Harneys previously blogged about the matter of Goodman v Cummings and Another where Justice Mangatal determined a number of preliminary issues which ensured meaningful protection for directors of Cayman funds.
With the Plaintiff (Mr Goodman) having opted to discontinue his proceedings against the former director (Ms Cummings) in light of the preliminary ruling, only two remaining applications came to be decided before the Court for the purposes of this judgment, namely
- A strike out application by DMS, with whom Ms Cummings had been employed during her brief tenure as a director of Tangerine; and
- Mr Goodman’s application to amend his Statement of Claim.
DMS’ strike out application was premised on a belief that the claim that it was vicariously liable for a breach of duty on the part of Ms Cumming was bound to fail, that the claim was bad in law and that Mr Goodman’s freestanding claims in contract and in tort were “makeweights” which were bad in law and / or “embarrassing as pleaded”.
In short, DMS submitted that if Ms Cummings was not liable for a wrong in the Court’s eyes, then her employer could not be liable either. DMS produced a plethora of supporting jurisprudence and pointed to Mr Goodman’s poorly particularized pleadings as evidence of insufficiently pleaded claim.
Mr Goodman strongly opposed the strike out application pointing to the low bar in the established test in Cayman with the relevant question being whether there is a real, not fanciful, prospect of success.

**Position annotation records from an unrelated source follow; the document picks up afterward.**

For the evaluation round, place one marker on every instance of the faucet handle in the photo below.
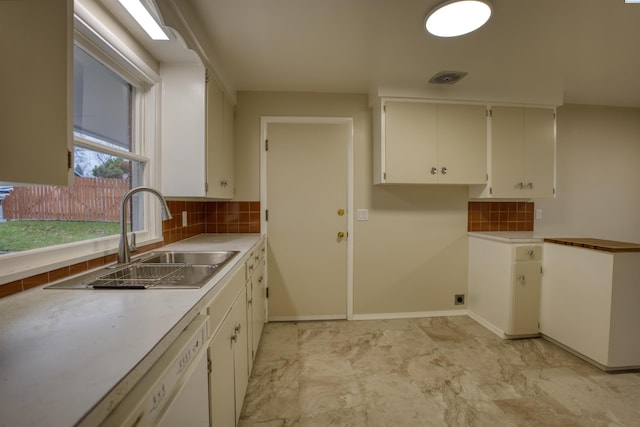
(132, 246)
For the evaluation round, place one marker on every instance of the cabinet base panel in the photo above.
(589, 360)
(499, 332)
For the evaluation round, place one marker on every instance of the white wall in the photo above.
(411, 256)
(598, 175)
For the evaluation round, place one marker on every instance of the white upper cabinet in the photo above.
(522, 163)
(36, 101)
(419, 142)
(220, 169)
(197, 134)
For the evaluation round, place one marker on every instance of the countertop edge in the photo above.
(507, 237)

However, Justice Mangatal was not persuaded by the claims in his pleadings which amounted to no more than “bare assertions” which disclosed no reasonable cause of action. The Judge ruled that on balance Mr Goodman’s case had no real prospect of success. Interestingly, Justice Mangatal also accepted that it is settled law in the Cayman Islands that absent fraud or bad faith, a management company offering services such as the appointment of one of its employees as a director of a company owns no duty of care to that company (following the decisions in the English case of Kuwait Asia Bank EC v National Mutual Life Nominees Ltd and the Cayman case of Paget-Brown & Co v Omni Securities Ltd).